子どもが幼稚園のとき、園から文集のイラストを描いてほしいと依頼されたとき、
「そういえば、子供のころから絵を描くのが好きだったなぁ」
としみじみ思い出したことがあった。
それを「昔のこと」「仕事にできるレベルじゃない」「単なる趣味」「才能はないし、捨てても惜しくない」と思い込んで、忘れ去っていたことに気がついた。
そして、なんだか本来の自分に出会えたような気になったものだ。
そして、昨年から友人のお声掛けのおかげで、楽器を吹くことの楽しさが再燃している。
「そういえば、私、楽器とか音楽大好きだったなぁ!」
である。
私は音大に行く選択をしなかった。親も高校の先生も「目指すなら力になるよ?」と聞いてくれた。でも、私はそれを選ばず文系私大に進んだ。
だから、私は自分から「音楽を捨てた」とどこかで思ってしまっていた。
専門で学ぶほどの意欲もなく、仕事にするだけの情熱も才能も、チャレンジしようという勇気すら持てなかったのだから。

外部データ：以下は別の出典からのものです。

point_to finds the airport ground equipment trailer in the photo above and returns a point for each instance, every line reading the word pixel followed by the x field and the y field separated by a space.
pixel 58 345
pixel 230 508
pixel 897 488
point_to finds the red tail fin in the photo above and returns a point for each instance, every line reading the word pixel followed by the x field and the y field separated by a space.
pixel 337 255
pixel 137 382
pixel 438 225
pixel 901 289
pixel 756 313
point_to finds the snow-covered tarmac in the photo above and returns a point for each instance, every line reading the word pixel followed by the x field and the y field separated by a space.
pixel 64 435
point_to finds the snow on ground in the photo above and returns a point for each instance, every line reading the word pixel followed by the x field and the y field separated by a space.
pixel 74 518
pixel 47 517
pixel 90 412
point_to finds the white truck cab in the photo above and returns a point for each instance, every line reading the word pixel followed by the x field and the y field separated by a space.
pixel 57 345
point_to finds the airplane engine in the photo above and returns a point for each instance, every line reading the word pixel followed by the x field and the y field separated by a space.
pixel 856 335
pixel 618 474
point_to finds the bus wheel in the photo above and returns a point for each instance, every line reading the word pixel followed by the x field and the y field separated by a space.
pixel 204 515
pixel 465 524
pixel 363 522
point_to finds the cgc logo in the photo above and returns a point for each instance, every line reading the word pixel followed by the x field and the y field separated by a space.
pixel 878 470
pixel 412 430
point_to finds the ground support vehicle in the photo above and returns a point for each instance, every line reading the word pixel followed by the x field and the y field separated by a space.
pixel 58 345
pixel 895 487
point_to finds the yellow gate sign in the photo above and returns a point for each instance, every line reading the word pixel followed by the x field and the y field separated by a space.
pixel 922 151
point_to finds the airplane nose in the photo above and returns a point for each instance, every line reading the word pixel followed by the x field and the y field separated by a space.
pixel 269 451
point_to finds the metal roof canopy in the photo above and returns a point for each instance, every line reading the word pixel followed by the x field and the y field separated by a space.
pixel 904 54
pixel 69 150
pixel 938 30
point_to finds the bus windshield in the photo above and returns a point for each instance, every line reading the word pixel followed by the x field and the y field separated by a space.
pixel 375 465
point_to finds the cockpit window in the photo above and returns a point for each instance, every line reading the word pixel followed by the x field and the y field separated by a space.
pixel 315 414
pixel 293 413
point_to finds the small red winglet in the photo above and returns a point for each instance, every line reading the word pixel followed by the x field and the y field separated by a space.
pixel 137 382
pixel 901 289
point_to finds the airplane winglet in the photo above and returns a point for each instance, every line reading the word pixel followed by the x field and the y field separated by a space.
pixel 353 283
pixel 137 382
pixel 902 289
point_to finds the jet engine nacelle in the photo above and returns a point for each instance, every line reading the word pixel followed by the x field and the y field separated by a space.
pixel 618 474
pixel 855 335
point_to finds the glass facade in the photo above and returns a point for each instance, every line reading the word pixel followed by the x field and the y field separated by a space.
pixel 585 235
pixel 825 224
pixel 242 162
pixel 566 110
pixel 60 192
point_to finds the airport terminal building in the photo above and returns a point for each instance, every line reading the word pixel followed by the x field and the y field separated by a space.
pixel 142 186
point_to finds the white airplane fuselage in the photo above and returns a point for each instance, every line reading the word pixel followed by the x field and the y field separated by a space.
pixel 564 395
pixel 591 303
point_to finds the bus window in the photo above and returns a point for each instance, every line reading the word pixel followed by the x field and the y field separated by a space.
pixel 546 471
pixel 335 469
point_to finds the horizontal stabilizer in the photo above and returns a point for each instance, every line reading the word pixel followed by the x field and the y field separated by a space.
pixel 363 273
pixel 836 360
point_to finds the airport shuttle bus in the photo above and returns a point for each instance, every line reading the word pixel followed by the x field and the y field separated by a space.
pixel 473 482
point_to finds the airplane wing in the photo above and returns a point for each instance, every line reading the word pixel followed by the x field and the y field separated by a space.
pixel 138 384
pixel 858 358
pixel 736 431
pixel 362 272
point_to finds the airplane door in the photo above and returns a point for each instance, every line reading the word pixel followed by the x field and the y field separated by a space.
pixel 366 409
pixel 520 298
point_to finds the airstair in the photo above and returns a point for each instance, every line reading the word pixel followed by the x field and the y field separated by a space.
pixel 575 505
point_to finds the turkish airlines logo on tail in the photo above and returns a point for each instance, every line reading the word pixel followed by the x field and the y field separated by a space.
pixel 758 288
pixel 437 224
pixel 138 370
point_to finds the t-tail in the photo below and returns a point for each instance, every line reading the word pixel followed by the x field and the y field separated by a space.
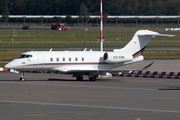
pixel 139 42
pixel 132 51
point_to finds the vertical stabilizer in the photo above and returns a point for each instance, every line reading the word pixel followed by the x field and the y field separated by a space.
pixel 139 42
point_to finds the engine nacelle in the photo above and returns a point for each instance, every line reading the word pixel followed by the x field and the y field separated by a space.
pixel 116 57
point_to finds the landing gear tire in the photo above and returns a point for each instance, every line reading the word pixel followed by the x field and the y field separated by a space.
pixel 79 78
pixel 22 78
pixel 92 79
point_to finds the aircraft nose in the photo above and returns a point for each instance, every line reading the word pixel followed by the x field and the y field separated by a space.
pixel 7 66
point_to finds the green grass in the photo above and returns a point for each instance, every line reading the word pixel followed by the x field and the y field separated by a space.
pixel 70 39
pixel 2 64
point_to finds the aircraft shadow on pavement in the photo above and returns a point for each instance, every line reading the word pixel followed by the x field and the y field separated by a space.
pixel 86 80
pixel 171 88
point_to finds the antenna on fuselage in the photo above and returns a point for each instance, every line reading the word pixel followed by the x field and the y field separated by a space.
pixel 101 28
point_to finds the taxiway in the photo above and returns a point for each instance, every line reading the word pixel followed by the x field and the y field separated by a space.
pixel 56 96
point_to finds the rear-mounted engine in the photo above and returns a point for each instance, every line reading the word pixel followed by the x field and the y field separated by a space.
pixel 116 57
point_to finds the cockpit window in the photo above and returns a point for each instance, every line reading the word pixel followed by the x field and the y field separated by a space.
pixel 24 56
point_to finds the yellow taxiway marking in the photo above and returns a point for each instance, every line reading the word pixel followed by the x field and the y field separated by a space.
pixel 148 118
pixel 32 112
pixel 36 114
pixel 7 104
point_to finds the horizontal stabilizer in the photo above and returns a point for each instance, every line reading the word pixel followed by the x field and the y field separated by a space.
pixel 160 35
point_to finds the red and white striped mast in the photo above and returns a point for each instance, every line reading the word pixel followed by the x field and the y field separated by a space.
pixel 101 28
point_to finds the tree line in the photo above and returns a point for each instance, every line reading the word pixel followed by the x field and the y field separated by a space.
pixel 89 7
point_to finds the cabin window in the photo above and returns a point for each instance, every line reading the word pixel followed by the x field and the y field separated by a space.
pixel 63 59
pixel 24 56
pixel 82 59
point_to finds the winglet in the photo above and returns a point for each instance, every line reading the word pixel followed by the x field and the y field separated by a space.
pixel 147 66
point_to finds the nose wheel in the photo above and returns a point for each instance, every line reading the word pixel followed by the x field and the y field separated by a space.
pixel 22 77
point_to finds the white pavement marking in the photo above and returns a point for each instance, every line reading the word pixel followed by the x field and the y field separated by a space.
pixel 89 106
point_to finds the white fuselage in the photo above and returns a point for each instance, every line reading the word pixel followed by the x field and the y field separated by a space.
pixel 62 61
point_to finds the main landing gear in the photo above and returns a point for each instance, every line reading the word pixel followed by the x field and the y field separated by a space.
pixel 80 77
pixel 22 77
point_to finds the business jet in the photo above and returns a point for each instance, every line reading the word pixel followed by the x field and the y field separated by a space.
pixel 80 63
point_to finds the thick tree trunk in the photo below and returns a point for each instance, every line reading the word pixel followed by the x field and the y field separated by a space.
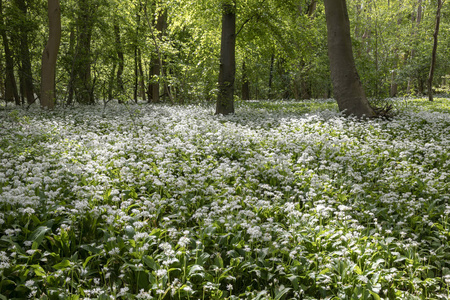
pixel 347 86
pixel 26 76
pixel 49 56
pixel 433 55
pixel 11 94
pixel 245 83
pixel 225 97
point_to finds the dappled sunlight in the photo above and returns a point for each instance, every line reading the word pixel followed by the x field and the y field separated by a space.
pixel 151 200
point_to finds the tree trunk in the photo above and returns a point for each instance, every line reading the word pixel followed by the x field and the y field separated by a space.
pixel 50 54
pixel 225 97
pixel 417 18
pixel 245 83
pixel 347 86
pixel 433 55
pixel 120 56
pixel 156 63
pixel 272 61
pixel 136 75
pixel 394 86
pixel 26 76
pixel 141 74
pixel 82 74
pixel 11 94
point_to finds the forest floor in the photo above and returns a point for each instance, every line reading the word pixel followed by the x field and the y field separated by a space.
pixel 283 200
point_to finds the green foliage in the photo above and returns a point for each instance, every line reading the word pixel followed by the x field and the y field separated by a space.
pixel 284 200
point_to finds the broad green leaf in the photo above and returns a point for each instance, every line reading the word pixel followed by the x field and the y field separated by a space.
pixel 62 265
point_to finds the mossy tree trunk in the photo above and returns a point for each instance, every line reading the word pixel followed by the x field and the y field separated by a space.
pixel 347 87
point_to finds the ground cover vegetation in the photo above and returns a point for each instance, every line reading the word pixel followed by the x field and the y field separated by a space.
pixel 282 200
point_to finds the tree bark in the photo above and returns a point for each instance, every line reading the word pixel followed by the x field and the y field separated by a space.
pixel 120 56
pixel 50 55
pixel 417 18
pixel 11 94
pixel 245 83
pixel 272 61
pixel 82 74
pixel 347 86
pixel 433 55
pixel 70 85
pixel 156 62
pixel 225 97
pixel 25 74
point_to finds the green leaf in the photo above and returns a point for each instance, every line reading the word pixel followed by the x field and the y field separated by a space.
pixel 38 236
pixel 281 292
pixel 88 259
pixel 38 270
pixel 375 295
pixel 150 262
pixel 196 270
pixel 358 270
pixel 62 265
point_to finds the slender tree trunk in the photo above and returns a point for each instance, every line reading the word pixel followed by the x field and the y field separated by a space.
pixel 394 86
pixel 25 68
pixel 50 54
pixel 156 63
pixel 11 94
pixel 136 75
pixel 272 61
pixel 433 55
pixel 120 56
pixel 141 75
pixel 417 18
pixel 2 77
pixel 347 86
pixel 111 82
pixel 72 54
pixel 83 80
pixel 245 83
pixel 225 97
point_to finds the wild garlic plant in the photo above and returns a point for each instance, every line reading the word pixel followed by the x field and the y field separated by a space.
pixel 283 200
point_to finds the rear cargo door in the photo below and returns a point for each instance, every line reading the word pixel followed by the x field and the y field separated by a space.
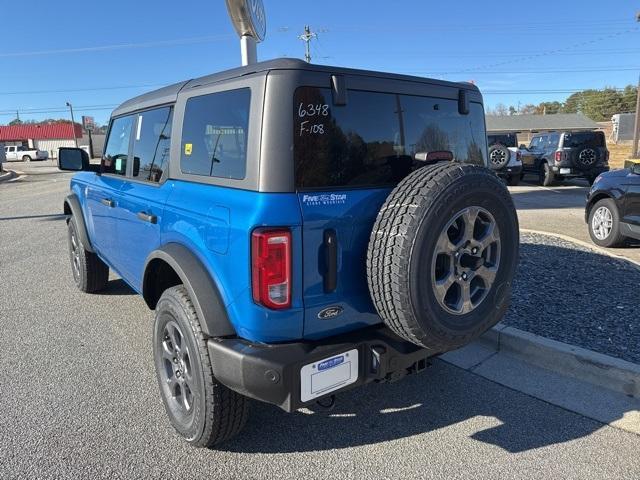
pixel 347 159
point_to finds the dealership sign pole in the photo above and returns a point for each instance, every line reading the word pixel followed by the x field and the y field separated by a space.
pixel 250 21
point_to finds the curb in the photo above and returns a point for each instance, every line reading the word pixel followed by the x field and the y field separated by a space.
pixel 568 360
pixel 584 244
pixel 7 175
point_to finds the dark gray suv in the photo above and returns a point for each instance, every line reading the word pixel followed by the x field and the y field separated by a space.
pixel 555 156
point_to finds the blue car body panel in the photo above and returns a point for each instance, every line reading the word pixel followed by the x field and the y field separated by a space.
pixel 350 214
pixel 215 223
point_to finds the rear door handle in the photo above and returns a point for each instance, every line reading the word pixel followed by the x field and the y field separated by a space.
pixel 144 216
pixel 330 261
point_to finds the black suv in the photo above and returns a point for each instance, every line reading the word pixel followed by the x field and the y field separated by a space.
pixel 613 207
pixel 504 156
pixel 559 155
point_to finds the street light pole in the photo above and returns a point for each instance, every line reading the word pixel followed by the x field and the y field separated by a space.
pixel 636 133
pixel 73 124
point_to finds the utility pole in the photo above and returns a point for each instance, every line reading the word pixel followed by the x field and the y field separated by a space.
pixel 636 132
pixel 73 124
pixel 306 37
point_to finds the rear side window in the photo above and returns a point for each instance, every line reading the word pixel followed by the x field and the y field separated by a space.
pixel 584 139
pixel 151 144
pixel 507 139
pixel 117 148
pixel 378 138
pixel 536 142
pixel 214 134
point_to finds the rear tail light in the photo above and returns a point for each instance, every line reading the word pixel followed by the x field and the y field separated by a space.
pixel 271 268
pixel 558 156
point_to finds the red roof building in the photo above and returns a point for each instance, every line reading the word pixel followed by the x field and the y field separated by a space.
pixel 52 131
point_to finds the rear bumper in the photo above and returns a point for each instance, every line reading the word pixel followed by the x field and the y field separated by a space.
pixel 571 171
pixel 272 373
pixel 510 171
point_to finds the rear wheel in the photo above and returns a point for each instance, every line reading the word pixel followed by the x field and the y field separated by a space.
pixel 604 224
pixel 442 255
pixel 201 409
pixel 89 272
pixel 546 177
pixel 498 156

ただ趣味で好きなだけで、忙しい日常を優先していつしか楽器に触ることもなくなっていた。
子供のころから音楽の才能あふれる人たちであった友人たちもそうだ。
ピアノが上手に弾けて、音楽の授業のリコーダーなんて一瞬で吹きこなせて、自分でハモリをつけることができて、メロディを聴いただけで脳内で音符に直せてそれを再現できて、何よりも皆で音を合わせることの楽しみや喜びを知っていて、音楽サイコーって思って青春時代を送っていた仲間たちだ。
私が見て「絶対音楽の道に進むべき」と思うような子だって、その道を選んでなかったりする。いわんや私をや。
でも、だからって音楽を捨てたと思う必要なんかない。
音楽は老若男女楽しんでいいし、プロにならなくたって生涯持ち続けてよい趣味なのだ。
趣味というのは、「自分に還る時間」だ。
世の中、コスパ重視の風潮だけれども、人生で一番大切なのは「自分がご機嫌であること」である。
「それが何になるのか」「得はあるのか」とリターンばかり気にしている人は、ご機嫌で生きていけないだろう。
豊かな人生を送るには「無駄だけど本気で楽しめること」を持つことだと思う。
豊かさとはいかに無駄を愛せるかということだ。
誰かのためでもお金に換えるためでもなく、
ただ自分がご機嫌でいるため
わたしがわたしであることを感じるために続けていくことこそが趣味なんだと思う。
これから先の人生、「趣味は何ですか」って聞かれたら、私は楽器演奏って答える。
「すごいね」とか言われる時があるけど別にすごくはない。うまいか下手かでいうとフツーだ。うまい人は世の中にたくさんいる。
でも、私は「うまくなりたい」というわけではないのだ。「音楽を楽しみたい」だけだ。
私は絶対音感があって、聴いたメロディはすぐに再現できて、音楽を楽しむことができる。クラリネットが吹けて、サックスもだんだん吹けるようになってきたよ。ピアノも全然うまくはないけど弾けるし、歌だって大好きだ。
なんで今まで音楽を捨てちゃったと思ってたんだろうなぁ。
なんで一流じゃないと人に言っちゃいけないと思い込んでいたんだろう。
好きな気持ちは、ただそれだけでいいのに。
残りの人生は、「音楽を好きなわたし」を大切にして生きていきたいと思う。